Étudiant en droit, il quitte l'université par manque de moyens financiers. Terré dans sa mansarde de misère et livré au désœuvrement, il met en pratique sa théorie et élabore son plan. Se sentant supérieur et percevant un grand destin pour lui, son trouble de la raison et du jugement va lui faire commettre l'irréparable ; et du profit escompté, il n'en tirera absolument rien. C'est à ce moment-là qu'il perd définitivement tous ses moyens. Son attitude hectique, comme sa fièvre, son amour-propre totalement inique, son sentiment indicible d'échec, tout son délire l'engloutiront. Son comportement irrationnel et démoniaque le marquera d'une tache indélébile ; et non pas, comme on pourrait éventuellement s'y attendre, sous la forme d'un quelconque remord et de l'attente d'une éventuelle rédemption ! Non ! Trois fois non, ce serait trop simple pour un homme comme Raskolnikov. Sa mégalomanie et sa misanthropie l'en écartent loin, très loin. Et pourtant, tout à la fin de ce récit, et grâce à l'intervention de son bon Ange rédempteur, Sonia, on perçoit une petite lumière blanche au loin, la fin du tunnel approche, mais la route sera encore longue. "On pourrait trouver la matière d'un nouveau roman, mais le notre est terminé.", conclut Dostoïevski après six-cent pages intenses, bouleversantes et magnifiques.
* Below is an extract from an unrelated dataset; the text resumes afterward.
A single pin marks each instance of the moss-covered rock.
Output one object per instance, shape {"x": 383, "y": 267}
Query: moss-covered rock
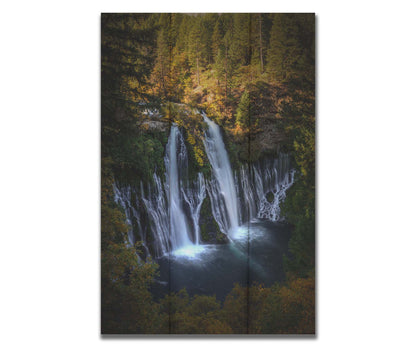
{"x": 210, "y": 231}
L'affiche du film de Georges Lampin (1956) avec Jean Gabin dans le rôle du commissaire Gallet, alias Porphyre Petrovitch
D'un point de vue narratif et scénique, tout se passe le plus souvent dans une chambre (celle de Rodia, de Sonia Semionovna, de Katerina Ivanovna, le cabinet-chambre de Porphyre Petrovitch, etc) ; souvent pièce unique, lieu clos, où vit et se réfugie le personnage : "Sa mansarde se trouvait sous le toit d'une grande maison de cinq étages et ressemblait plutôt à un placard qu'à une chambre." ; l'exiguïté du lieu où l'on peut à peine se tenir debout, la misère qui suinte des murs, le décor indigent dans la touffeur de l'été pétersbourgeois rendent l'atmosphère lourde et pesante, bien avant le début des dialogues. Au fil des pages, il n'y a aucun temps mort pour reprendre son souffle. Les rares descriptions ne servent que de transitions narratives pour aller d'une chambre à une autre. Cette impression de "plan-serré" sur les personnages renforce encore l'intensité dramatique sans qu'aucun plan-large ne vienne dissiper le lecteur de sa concentration. C'est en apnée que ce livre est lu, tellement la puissance dramatique est prégnante. La fièvre s'empare de tous les protagonistes de ce récit ; et la fébrilité du lecteur ne peut se calmer ; même si la chute permet d'entrevoir une lueur d'espérance, sinon d'espoir.